Los vendedores en corto se han puesto en guardia ante el aumento notable del patrimonio de Sun Hongbin.
El multimillonario chino, cuya vertiginosa carrera ha incluido una temporada en la cárcel y la venta forzada de un desarrollador inmobiliario que según él pronosticó alguna vez se convertiría en el mayor del país, se encuentra en la mira de los fondos de cobertura y otros especuladores bajistas después de la mayor racha exitosa de sus casi tres décadas en los negocios.
La fortuna de Sun ha subido a más del triple este año, a $5 mil 100 millones, después de que las acciones de su firma de bienes raíces, Sunac China Holdings Ltd., registraron uno de los aumentos más grandes del mundo.
En Sunac, los vendedores en corto ven un excelente ejemplo de lo que aflige a la economía china en general: una sobredosis de inversión alimentada por deuda.
A pesar de que algunos pares de alto nivel de la compañía han reducido sus ambiciones en medio de los crecientes costos de los préstamos y un escrutinio regulador más estricto, el desarrollador de Tianjin ha acumulado apalancamiento para comprar de todo, desde activos inmobiliarios fallidos hasta el parque temático de Dalian Wanda Group Co., y una participación de $2 mil 200 millones en LeEco, un conglomerado chino de medios y tecnología.

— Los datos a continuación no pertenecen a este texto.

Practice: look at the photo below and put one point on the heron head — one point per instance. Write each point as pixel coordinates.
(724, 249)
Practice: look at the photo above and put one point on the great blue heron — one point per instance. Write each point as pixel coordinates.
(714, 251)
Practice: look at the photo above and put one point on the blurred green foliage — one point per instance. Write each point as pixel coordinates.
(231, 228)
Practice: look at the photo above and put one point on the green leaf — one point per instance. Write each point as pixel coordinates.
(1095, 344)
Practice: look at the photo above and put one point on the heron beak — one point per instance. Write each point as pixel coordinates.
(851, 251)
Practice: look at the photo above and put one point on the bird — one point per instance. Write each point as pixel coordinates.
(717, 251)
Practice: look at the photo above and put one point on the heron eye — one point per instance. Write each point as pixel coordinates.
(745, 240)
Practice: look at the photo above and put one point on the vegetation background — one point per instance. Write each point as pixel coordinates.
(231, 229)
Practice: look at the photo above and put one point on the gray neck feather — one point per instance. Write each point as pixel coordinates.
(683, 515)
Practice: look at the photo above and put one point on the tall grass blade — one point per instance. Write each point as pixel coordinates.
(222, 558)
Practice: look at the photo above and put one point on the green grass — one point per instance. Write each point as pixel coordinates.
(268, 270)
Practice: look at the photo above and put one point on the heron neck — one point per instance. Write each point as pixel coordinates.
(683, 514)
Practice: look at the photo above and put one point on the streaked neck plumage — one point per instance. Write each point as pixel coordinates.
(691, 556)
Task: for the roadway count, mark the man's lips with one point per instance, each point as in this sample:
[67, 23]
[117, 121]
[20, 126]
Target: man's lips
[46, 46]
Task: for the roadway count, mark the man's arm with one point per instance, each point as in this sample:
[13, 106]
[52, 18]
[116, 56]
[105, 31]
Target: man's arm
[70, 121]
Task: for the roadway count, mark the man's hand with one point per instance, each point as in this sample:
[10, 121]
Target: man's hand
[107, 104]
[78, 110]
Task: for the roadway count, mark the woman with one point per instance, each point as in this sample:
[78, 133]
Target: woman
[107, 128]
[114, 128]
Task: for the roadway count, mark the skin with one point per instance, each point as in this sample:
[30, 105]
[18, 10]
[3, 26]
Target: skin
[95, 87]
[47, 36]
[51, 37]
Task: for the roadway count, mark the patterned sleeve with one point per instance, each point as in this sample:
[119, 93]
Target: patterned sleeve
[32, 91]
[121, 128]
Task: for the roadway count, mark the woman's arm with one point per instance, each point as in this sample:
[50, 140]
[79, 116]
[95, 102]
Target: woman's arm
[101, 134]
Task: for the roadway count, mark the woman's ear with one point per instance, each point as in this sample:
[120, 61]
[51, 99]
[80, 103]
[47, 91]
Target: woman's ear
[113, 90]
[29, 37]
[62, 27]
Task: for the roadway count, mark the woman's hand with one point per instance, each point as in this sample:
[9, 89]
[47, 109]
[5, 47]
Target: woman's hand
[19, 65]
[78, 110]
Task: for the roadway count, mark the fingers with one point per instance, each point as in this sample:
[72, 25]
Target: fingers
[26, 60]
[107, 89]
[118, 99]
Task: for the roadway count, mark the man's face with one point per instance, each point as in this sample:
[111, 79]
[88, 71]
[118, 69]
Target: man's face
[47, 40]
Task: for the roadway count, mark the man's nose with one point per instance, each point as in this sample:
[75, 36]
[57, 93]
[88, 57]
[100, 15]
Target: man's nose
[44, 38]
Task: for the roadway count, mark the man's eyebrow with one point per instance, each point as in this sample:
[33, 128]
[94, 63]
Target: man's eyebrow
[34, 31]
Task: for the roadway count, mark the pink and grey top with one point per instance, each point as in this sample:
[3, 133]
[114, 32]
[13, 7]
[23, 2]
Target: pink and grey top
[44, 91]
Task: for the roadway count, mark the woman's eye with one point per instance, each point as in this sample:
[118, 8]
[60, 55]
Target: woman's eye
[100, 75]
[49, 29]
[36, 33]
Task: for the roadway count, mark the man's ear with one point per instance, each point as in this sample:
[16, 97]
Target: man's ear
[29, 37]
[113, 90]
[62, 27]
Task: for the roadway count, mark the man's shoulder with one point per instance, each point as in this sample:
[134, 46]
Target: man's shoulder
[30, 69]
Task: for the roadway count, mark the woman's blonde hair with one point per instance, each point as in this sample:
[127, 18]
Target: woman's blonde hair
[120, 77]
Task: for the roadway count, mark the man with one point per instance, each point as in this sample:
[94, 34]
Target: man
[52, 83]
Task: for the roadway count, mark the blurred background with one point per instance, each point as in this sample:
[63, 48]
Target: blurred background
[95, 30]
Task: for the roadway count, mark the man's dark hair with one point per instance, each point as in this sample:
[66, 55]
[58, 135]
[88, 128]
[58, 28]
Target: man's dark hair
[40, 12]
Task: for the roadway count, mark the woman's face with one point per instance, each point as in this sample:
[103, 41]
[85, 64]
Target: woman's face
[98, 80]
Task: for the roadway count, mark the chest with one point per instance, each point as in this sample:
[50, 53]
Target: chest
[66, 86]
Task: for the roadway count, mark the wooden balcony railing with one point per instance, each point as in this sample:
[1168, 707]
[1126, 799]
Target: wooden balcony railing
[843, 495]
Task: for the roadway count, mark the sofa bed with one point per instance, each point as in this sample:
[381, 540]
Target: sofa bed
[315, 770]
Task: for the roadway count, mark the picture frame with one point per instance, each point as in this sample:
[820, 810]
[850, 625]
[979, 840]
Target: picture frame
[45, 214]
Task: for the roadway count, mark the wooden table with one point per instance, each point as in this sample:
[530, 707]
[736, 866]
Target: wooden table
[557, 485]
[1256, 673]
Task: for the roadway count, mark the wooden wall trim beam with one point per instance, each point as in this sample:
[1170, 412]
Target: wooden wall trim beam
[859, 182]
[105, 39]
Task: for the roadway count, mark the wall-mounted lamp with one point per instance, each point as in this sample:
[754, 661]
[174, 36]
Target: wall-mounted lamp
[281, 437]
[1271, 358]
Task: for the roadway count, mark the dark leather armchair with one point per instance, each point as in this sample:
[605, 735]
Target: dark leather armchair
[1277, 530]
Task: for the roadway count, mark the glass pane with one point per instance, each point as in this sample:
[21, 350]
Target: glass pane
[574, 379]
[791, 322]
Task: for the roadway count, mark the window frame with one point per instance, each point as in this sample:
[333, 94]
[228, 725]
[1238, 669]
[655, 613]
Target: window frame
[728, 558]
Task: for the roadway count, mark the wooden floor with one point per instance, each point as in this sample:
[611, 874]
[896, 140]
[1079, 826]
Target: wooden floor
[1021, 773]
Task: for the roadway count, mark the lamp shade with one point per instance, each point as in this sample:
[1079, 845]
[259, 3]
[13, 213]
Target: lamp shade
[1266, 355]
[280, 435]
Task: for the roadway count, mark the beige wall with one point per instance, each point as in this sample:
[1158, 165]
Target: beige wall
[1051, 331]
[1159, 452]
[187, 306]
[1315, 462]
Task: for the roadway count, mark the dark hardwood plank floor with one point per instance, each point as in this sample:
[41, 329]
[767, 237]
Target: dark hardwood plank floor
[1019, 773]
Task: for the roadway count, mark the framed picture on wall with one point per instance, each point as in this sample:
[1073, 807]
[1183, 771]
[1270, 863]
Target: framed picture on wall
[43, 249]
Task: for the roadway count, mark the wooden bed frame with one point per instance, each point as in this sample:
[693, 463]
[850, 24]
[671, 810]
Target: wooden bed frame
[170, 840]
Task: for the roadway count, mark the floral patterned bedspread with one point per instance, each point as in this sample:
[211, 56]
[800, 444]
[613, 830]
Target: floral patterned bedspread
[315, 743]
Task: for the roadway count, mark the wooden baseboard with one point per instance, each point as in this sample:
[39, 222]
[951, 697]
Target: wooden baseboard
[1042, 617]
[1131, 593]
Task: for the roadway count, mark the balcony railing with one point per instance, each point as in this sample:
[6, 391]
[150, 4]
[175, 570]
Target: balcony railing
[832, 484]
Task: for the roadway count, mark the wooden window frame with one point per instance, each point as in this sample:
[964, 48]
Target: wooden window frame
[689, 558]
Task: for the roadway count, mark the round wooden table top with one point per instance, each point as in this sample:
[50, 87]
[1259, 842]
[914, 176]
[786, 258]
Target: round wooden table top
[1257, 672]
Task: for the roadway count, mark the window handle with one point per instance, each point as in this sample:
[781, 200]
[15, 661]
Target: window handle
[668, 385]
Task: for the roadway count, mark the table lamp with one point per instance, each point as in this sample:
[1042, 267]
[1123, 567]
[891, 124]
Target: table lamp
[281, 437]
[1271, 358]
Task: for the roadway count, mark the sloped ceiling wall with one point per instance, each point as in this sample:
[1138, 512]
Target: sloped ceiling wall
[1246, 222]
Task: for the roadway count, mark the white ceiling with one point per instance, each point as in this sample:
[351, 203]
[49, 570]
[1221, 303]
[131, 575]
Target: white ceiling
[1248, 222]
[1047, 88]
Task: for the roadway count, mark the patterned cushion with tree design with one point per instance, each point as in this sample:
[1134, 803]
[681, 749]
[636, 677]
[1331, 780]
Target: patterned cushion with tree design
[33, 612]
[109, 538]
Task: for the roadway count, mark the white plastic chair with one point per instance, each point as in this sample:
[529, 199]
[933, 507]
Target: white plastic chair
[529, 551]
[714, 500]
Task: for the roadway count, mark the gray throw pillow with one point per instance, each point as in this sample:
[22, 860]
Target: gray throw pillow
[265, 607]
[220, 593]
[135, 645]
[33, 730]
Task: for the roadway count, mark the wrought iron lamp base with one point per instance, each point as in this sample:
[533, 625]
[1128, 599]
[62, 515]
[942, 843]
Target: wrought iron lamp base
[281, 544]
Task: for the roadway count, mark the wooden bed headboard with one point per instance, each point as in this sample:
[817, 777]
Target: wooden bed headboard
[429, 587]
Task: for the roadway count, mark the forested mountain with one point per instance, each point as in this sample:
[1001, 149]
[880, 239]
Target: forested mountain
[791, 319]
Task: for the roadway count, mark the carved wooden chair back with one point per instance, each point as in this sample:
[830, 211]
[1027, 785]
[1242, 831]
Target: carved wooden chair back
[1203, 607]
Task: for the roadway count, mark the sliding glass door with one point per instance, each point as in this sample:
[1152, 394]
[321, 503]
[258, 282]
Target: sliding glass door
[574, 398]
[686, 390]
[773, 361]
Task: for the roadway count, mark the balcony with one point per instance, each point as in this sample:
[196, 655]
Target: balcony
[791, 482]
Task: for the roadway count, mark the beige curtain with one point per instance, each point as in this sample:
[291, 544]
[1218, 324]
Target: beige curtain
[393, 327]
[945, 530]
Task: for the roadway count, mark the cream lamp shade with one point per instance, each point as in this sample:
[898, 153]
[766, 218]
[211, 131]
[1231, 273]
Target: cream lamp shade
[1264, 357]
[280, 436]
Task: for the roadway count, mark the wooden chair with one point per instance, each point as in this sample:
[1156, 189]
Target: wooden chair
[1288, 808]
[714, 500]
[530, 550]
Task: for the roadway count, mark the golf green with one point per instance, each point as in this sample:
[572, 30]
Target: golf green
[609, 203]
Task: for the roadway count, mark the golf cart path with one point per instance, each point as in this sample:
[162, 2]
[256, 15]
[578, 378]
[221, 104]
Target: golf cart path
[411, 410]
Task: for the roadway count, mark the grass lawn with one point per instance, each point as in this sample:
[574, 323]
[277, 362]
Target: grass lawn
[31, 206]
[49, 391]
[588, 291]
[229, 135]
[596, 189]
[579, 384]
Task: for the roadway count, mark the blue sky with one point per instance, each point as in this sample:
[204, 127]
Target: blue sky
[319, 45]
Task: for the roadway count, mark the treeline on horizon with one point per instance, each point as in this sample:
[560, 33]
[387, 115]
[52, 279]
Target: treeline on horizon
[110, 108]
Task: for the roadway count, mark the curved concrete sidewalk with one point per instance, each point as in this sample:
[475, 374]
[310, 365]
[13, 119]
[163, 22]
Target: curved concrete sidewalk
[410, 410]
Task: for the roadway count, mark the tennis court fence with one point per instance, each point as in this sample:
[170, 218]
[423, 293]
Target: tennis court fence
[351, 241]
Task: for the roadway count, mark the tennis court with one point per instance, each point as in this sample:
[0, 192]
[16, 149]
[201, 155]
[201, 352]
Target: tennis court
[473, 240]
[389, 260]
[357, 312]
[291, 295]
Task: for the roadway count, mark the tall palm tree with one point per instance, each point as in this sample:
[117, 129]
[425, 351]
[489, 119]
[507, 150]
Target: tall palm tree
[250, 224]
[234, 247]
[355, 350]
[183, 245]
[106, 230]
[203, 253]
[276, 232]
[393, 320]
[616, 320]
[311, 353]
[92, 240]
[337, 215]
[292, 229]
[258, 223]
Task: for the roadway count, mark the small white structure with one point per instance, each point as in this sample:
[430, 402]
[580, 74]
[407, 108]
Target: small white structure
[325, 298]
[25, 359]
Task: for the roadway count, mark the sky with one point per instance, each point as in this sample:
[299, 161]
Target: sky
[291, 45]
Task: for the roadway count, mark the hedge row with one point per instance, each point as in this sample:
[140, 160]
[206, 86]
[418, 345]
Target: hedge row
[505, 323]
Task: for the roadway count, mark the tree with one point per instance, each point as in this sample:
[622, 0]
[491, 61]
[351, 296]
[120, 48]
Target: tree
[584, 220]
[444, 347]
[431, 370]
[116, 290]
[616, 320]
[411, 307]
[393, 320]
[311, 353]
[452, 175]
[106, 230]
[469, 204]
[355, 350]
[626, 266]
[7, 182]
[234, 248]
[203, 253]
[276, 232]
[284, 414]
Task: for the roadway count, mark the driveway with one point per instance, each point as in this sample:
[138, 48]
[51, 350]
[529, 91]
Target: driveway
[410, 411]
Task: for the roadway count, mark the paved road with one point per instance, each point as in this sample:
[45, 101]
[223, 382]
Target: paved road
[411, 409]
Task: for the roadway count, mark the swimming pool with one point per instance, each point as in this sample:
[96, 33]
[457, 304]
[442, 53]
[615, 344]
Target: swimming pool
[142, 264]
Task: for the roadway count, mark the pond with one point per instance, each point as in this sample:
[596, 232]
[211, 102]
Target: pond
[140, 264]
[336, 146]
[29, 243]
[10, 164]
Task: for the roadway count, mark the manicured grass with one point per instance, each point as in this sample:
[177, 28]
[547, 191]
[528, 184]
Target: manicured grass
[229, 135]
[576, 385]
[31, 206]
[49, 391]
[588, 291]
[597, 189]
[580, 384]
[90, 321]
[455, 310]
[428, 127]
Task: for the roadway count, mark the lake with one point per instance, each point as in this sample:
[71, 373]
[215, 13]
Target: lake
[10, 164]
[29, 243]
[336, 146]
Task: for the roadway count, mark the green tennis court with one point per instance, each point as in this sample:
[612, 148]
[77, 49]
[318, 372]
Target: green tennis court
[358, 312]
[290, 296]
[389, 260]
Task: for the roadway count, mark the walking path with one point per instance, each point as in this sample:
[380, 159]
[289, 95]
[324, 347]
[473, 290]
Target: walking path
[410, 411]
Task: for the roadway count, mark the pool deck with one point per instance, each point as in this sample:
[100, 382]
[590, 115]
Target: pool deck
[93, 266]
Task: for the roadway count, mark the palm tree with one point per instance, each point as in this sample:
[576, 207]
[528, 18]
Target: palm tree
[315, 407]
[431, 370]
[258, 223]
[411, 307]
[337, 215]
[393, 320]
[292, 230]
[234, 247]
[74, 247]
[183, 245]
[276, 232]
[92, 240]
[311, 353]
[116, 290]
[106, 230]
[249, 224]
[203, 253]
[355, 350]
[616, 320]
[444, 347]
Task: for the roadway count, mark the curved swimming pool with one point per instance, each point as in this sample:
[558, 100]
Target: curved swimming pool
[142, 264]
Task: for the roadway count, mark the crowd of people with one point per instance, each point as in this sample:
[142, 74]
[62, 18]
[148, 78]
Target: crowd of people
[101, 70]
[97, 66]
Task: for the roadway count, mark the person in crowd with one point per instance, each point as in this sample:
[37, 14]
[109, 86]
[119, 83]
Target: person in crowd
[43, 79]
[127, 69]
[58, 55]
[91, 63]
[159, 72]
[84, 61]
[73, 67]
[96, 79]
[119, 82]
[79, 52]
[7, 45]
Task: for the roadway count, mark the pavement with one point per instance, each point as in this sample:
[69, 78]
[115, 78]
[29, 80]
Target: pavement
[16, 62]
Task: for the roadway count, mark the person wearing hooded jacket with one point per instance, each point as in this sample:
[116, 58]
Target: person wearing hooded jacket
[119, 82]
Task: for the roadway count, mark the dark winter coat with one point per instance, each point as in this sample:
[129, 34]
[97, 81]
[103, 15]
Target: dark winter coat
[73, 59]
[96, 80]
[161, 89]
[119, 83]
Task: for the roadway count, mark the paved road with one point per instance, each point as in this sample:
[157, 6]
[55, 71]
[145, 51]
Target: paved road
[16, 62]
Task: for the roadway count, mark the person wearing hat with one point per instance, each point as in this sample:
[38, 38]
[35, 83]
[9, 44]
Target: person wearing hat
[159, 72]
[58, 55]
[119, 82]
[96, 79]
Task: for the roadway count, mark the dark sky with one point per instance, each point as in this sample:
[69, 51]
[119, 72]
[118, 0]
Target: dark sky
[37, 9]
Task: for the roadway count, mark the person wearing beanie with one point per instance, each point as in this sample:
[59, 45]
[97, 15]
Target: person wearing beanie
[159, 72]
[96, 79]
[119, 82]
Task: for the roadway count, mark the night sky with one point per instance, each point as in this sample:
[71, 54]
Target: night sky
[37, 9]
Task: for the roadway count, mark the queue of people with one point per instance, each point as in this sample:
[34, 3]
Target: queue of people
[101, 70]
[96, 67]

En tanto los inversores chinos han aplaudido el acuerdo de Sunac -alimentando un salto de 212% de la acción este año-, los bajistas han prestado atención a los crecientes pasivos de la compañía.
En un estimado de 349%, el ratio deuda-capital de Sunac es casi cinco veces mayor que los de sus pares del sector. Es más, registros bursátiles indican que Sunac pudo haber comprometido un 84% de su participación controlante en la compañía, un potencial sobreendeudamiento si el precio de las acciones cayera.